Thursday, 21 August 2014

Lagos Appropriation Bill signed into law

NEWS 24
Lagos - Lagos State Governor, Babatunde Fashola, has signed a re-ordered 2014 Appropriation Bill into law in a move aimed at retaining the flexibility of government to meet the needs of the people.
The re-ordered budget total of N11,66 billion is made up of N7, 2 billion reordered into recurrent expenditure and N4,46 billion into capital expenditure representing a ratio of 51percent for capital to 49 percent to recurrent.
Speaking at the signing ceremony which took place at the Conference Room of the Lagos House, Ikeja, Fashola added that rather than increasing the budget size, the government was reordering its priorities.


He explained that the reordering has arisen from the increased need to spend a little more than anticipated on the delivery of housing stock as well as developments that have affected projections on incomes that have been made as receivables to the State University (LASU) which has changed somewhat and creating gaps that have to be filled, if LASU must continue to meet many of its obligations.

“It also arises from an opportunity to benefit from Counterpart Funding which we did not anticipate in the beginning of the year from Department for International Development(DFID) and enables us to access N1 billon if we put another N1 billion for this year and we would then budget for the remainder of the second phase of the project next year.”
He added, If do access that as this budget will permit us to, it will help start a project that enables us to fill the failure that we are experiencing in the power gap, supply of regular power to our schools through innovative solar projects which the DFID wants us to undertake, so about 172 schools and 11 Primary Health Care Centres (PHC) will benefit from that.”
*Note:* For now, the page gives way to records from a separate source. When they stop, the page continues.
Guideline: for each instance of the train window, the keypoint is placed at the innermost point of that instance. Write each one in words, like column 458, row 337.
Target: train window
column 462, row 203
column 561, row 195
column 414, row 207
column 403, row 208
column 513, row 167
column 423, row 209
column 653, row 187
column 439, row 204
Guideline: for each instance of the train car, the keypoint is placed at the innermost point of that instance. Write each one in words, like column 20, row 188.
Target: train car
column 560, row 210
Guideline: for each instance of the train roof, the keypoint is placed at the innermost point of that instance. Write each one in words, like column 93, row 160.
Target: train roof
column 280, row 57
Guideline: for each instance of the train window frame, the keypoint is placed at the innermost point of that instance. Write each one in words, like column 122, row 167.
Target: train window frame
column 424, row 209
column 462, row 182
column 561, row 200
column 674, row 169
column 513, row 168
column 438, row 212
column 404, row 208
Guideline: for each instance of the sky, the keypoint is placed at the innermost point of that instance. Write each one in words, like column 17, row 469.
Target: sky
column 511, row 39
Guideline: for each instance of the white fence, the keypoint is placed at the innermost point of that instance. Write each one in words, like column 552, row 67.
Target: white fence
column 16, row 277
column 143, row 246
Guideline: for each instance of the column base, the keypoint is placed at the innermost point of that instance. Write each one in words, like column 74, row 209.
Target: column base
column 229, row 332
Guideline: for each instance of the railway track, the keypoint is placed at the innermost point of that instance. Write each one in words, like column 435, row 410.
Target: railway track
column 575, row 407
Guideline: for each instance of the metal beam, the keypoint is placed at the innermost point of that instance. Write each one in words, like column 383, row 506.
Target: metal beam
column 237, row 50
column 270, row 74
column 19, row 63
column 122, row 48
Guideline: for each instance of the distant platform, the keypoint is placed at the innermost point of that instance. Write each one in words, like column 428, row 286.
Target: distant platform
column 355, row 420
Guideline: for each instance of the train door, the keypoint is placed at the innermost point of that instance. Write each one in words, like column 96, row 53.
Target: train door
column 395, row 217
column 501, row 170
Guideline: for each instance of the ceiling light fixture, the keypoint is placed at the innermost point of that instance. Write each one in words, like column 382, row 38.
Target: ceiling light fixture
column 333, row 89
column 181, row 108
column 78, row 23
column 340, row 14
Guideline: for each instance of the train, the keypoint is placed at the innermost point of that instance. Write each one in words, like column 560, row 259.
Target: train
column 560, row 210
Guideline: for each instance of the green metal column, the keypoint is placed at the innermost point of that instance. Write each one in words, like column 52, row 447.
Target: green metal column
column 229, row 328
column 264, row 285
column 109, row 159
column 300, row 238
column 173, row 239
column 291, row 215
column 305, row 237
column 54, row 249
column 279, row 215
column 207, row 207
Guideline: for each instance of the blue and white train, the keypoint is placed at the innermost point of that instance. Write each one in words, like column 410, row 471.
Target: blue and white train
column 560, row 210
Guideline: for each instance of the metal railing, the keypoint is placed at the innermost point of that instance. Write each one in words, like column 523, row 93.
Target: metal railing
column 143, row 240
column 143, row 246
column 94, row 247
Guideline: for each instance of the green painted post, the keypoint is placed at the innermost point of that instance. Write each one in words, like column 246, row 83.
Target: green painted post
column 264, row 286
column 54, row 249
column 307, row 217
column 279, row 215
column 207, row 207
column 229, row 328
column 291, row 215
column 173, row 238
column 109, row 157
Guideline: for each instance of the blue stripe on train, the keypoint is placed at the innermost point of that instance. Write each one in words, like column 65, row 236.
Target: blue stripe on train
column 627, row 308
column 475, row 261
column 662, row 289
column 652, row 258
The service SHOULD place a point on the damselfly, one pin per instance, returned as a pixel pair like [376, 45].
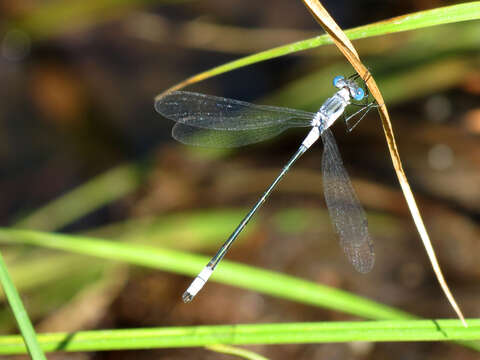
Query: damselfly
[219, 122]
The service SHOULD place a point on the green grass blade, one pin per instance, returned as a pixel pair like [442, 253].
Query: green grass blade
[289, 333]
[92, 195]
[266, 282]
[439, 16]
[23, 321]
[230, 350]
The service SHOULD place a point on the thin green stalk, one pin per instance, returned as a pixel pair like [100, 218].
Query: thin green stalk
[267, 282]
[290, 333]
[101, 190]
[439, 16]
[28, 333]
[231, 350]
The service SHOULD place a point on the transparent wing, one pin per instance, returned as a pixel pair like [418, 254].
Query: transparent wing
[218, 113]
[192, 135]
[345, 210]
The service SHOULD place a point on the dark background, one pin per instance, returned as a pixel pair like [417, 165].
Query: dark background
[76, 99]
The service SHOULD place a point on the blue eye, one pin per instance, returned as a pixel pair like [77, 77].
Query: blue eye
[359, 94]
[337, 79]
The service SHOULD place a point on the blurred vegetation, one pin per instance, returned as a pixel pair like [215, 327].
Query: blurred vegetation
[83, 152]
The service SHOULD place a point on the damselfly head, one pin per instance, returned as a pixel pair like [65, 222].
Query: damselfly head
[356, 91]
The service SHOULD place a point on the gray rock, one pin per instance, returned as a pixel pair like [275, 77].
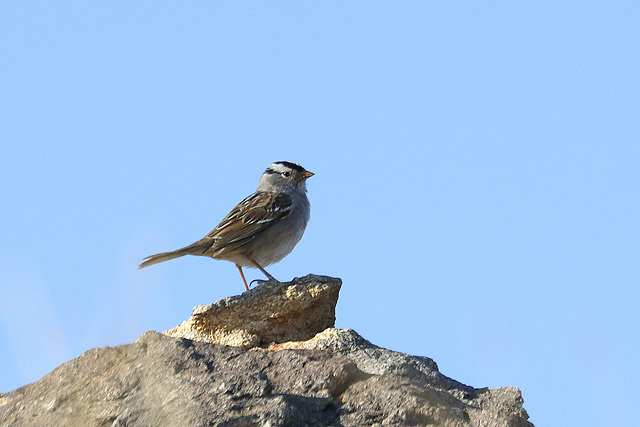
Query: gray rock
[335, 378]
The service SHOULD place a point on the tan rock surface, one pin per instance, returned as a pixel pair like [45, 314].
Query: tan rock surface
[270, 313]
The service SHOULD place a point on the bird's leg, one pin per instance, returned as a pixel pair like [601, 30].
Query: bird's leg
[264, 271]
[243, 279]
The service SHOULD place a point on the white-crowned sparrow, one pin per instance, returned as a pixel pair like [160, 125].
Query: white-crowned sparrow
[262, 229]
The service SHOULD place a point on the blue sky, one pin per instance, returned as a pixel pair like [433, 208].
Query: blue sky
[476, 188]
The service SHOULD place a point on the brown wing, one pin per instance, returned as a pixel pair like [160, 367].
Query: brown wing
[249, 218]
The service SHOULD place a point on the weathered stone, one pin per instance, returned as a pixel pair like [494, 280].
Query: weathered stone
[270, 312]
[327, 377]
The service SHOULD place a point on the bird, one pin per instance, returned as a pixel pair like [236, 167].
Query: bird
[262, 229]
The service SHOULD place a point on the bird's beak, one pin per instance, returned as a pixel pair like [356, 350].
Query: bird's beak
[306, 174]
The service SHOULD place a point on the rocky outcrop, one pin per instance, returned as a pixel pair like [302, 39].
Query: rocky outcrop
[310, 375]
[270, 313]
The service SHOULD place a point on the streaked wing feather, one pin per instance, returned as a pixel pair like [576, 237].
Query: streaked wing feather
[249, 218]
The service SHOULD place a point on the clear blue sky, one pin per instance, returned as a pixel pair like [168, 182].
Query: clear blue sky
[477, 178]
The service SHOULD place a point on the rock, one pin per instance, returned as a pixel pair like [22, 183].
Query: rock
[332, 378]
[272, 312]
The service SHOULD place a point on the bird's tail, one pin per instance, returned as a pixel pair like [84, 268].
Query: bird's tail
[197, 248]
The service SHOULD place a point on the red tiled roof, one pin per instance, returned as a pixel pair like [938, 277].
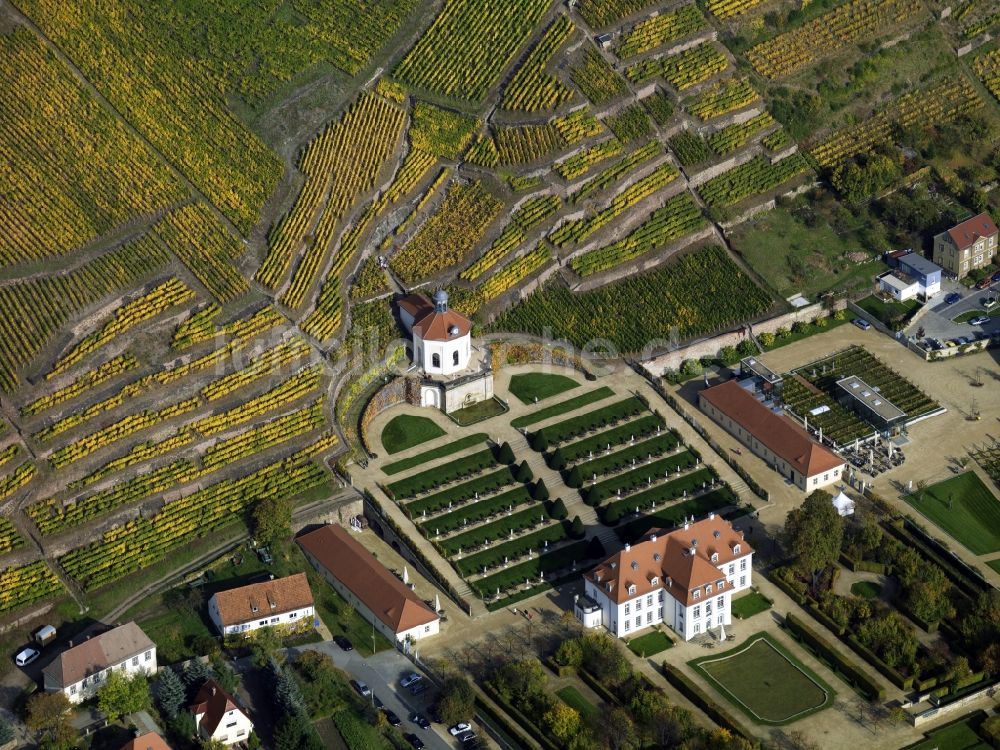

The governor explained that the learning environment, the teaching environment as well as the healthcare environment would ultimately benefit from the reordering, adding that there are also continuing demand for services daily and an increasing population.

According to the Governor, while some of the service requirements could be shelved, some could not and the state wanted to accommodate as much as it could this year.
“The security challenge remains there and we are only able to stay abreast of it if we keep all of the apparatus, men and personnel in tip-top condition. Of course, there is medical development as well because every year, this government sponsors citizens young, old, not so old who have complex ailments that we do not have local, national specialties for to overseas, often for surgical interventions,” he said.